To further assess microglial activation profile in epileptogenic 1-month old Syn2-/- mice, we evaluated the presence of iNOS (marker of pro-inflammatory M1 phenotype) and arginase-1 expression (marker of anti-inflammatory M2 phenotype) on Iba1-labelled cells. The iNOS was expressed on the microglia of Syn2-/- mice in both the entorhinal cortex and hippocampus, and was prominent in microglia with an activated morphology (Fig 2H–2J). Conversely, no immunostaining for arginase-1 was observed on Iba1-labeled cells (Fig 2H). In addition, we evaluated the possible contribution of reactive astrocytes in the epileptogenic 1-month old Syn2-/- mice by immunoblotting for GFAP expression in the cortex. However, no significant differences were observed (WT 100 ± 16.18% vs Syn2-/- 197.91 ± 45.93%, p = 0.2).

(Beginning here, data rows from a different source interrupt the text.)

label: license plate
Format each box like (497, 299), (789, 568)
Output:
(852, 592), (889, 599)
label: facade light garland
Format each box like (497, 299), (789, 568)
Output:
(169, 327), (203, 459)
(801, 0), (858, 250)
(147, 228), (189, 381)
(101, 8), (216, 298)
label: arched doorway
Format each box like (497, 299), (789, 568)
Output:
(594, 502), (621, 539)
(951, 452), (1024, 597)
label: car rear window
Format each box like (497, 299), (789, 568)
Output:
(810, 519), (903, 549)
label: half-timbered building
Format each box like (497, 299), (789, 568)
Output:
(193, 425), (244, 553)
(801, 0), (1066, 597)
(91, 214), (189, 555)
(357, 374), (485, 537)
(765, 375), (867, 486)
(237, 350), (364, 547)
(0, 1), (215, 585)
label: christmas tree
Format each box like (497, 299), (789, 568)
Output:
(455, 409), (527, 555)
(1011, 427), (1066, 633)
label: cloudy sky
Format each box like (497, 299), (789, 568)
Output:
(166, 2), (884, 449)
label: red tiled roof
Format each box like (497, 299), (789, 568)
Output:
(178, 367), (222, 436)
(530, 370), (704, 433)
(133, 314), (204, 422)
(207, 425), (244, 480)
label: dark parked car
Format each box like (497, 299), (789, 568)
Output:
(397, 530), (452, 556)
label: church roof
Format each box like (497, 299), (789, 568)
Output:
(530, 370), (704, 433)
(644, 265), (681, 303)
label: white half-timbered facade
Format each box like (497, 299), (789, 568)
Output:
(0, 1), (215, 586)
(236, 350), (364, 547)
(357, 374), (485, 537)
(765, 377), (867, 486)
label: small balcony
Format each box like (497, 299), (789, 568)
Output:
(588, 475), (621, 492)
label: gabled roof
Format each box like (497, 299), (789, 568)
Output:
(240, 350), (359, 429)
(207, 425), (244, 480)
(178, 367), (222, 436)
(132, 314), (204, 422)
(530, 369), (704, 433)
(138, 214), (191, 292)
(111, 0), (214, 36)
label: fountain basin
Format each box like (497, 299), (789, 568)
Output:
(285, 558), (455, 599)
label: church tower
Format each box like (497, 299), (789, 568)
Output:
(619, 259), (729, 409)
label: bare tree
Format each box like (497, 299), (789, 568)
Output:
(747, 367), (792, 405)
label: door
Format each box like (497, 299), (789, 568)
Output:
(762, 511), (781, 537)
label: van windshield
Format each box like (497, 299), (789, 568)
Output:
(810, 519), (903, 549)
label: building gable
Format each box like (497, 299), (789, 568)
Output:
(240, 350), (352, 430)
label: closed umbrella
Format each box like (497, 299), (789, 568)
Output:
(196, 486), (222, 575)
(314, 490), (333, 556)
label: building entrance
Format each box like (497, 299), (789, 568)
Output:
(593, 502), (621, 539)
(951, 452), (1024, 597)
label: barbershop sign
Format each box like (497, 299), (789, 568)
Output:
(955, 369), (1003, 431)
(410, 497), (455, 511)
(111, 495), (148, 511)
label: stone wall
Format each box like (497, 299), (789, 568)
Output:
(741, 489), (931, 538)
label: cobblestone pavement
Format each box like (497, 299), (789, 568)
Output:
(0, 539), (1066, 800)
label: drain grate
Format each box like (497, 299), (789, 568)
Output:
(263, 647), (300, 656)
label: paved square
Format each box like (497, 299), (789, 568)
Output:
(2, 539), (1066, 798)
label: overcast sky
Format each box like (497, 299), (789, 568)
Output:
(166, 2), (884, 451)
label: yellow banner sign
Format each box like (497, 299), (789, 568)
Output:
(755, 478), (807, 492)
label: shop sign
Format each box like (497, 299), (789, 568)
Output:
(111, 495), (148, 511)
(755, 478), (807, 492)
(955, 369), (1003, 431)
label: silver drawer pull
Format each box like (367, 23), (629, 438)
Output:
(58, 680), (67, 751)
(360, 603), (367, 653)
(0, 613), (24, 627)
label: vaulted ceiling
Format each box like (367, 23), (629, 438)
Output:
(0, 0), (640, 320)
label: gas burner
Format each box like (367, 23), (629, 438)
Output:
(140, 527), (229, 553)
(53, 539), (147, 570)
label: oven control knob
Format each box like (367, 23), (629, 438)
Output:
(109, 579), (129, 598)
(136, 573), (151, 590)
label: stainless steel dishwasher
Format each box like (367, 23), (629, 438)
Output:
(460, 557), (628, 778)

Synaptic protein expression in the epileptogenic and tonic-clonic phase of Syn2-/- mice
E/I imbalance in synaptic transmission is one of the pathophysiological hallmarks of epilepsy and is regulated by an orchestra of synaptic proteins including adhesion molecules, scaffolding proteins and neurotransmitter receptors. Therefore, we sought to investigate the expression of both excitatory and inhibitory synaptic proteins in Syn2-/- mice to discern if we could detect key synaptic alterations even before the development of generalized tonic-clonic seizures. In the epileptogenic phase of 1- and 2-months old Syn2-/- mice, the post-synaptic scaffolding protein at excitatory synapses, PSD-95 [30] was increased both in the cortex, and the sub-cortex at 1 month, while it remained unchanged in the hippocampus (Fig 3A and 3B). The increase was sustained in the epileptic phase at 3.5 months in the sub-cortex, while it did not reach statistical significance in the cortex, partly due to a large variation in the Syn2-/- group (Fig 3C). Changes in PSD-95 expression were not associated with alterations in NL-1, an adhesion molecule primarily localized at excitatory synapses [31], in any of the analyzed regions at 1 and 2 months (Fig 3D and 3E). The Syn2-/- mice experiencing tonic-clonic seizures even showed a small yet significant reduction in NL-1 expression at 3.5 months in the cortex (Fig 3F).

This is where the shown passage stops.